Ein Fixzins kostet in der Regel einen Aufschlag gegenüber dem aktuellen variablen Satz, weil die Bank das Risiko künftiger Zinsänderungen für die Bindungsfrist übernimmt, statt es an die Kreditnehmerin oder den Kreditnehmer weiterzugeben. Wer sich einen Fixzins in einer Phase niedriger Zinsen sichert, ist gegen einen späteren Anstieg abgesichert, zahlt dafür aber tendenziell mehr, wenn das Zinsniveau in der Folge tatsächlich sinkt.

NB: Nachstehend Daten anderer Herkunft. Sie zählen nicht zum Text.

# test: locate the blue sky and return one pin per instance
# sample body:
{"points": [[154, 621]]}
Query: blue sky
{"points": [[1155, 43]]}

Bei einem variablen Zinssatz tragen Sie dieses Auf und Ab direkt in der eigenen Monatsrate, was bei einer langen Laufzeit und einem knapp kalkulierten Budget zu einem echten Risiko werden kann, wenn die Rate in einer Phase steigender Zinsen deutlich anwächst. Manche Kreditverträge kombinieren beide Formen, etwa mit einer fixen Zinsbindung für die ersten Jahre und einem anschließenden Wechsel auf variable Verzinsung, das reduziert das Risiko für die Anfangsphase, verschiebt es aber nicht ganz.

Ein weiterer Unterschied zwischen fix und variabel zeigt sich erst, wenn ein Kredit vorzeitig zurückgezahlt werden soll. Bei einem Fixzinskredit darf die Bank dafür eine Vorfälligkeitsentschädigung verlangen, gesetzlich gedeckelt auf 1 Prozent des vorzeitig zurückgezahlten Betrags bei mehr als einem Jahr Restlaufzeit, auf 0,5 Prozent bei kürzerer Restlaufzeit (Brandauer Rechtsanwälte, Vorzeitige Kreditrückzahlung in Österreich). Wer pro Zwölfmonatszeitraum nicht mehr als 10.000 Euro sondertilgt, zahlt auch beim Fixzinskredit keine Entschädigung. Bei einem variabel verzinsten Kredit ist eine solche Entschädigung dagegen grundsätzlich unzulässig, eine vorzeitige Rückzahlung ist hier jederzeit kostenlos möglich. Für Neuverträge ab dem 1. Jänner 2027 steigt die Obergrenze für Fixzinskredite mit mehr als einem Jahr Restlaufzeit auf 3 Prozent, bereits laufende Verträge bleiben von dieser Änderung unberührt.

Was im Effektivzinssatz stecken muss

Damit der Effektivzins tatsächlich vergleichbar ist, muss er alle mit dem Kredit verbundenen und der Bank bekannten Kosten enthalten: die laufenden Zinsen, eine einmalige Bearbeitungsgebühr, eine etwaige laufende Kontoführungsgebühr für das Kreditkonto sowie Kosten für verpflichtend vorgeschriebene Nebenleistungen wie eine Schätzung bei einer besicherten Finanzierung. Nicht enthalten sind dagegen Leistungen, die freiwillig und unabhängig vom Kreditvertrag gewählt werden, etwa eine freiwillige Kreditrestschuldversicherung, die gesondert ausgewiesen werden muss. Wer zwei Angebote nebeneinanderlegt, sollte deshalb genau prüfen, ob beide Effektivzinssätze auf derselben Grundlage berechnet wurden, und im Zweifel bei der Bank nachfragen, welche Kostenbestandteile jeweils eingerechnet sind. Eine strukturierte Vorgehensweise beim Vergleich mehrerer Angebote, unabhängig von der konkreten Kreditart, zeigt der Beitrag Kreditvergleich, so geht’s richtig. Die hier beschriebenen Mechanismen gelten grundsätzlich gleich, ob es sich um einen Privatkredit, einen Autokredit oder eine andere Kreditform handelt, nur die Höhe von Aufschlag und Besicherungsanforderungen unterscheidet sich je nach Verwendungszweck.

Stand der Angaben: EZB-Leitzinsen laut EZB, Stand 17. Juni 2026. 3-Monats-Euribor laut Euribor-Rates.eu, Stand 11. August 2026. Effektivzins und Verbraucherkreditgesetz nach Infina. Rechenbeispiel mit angenommenen, nicht realen Zinssätzen selbst nachgerechnet, Zinssätze einzelner Banken ändern sich laufend.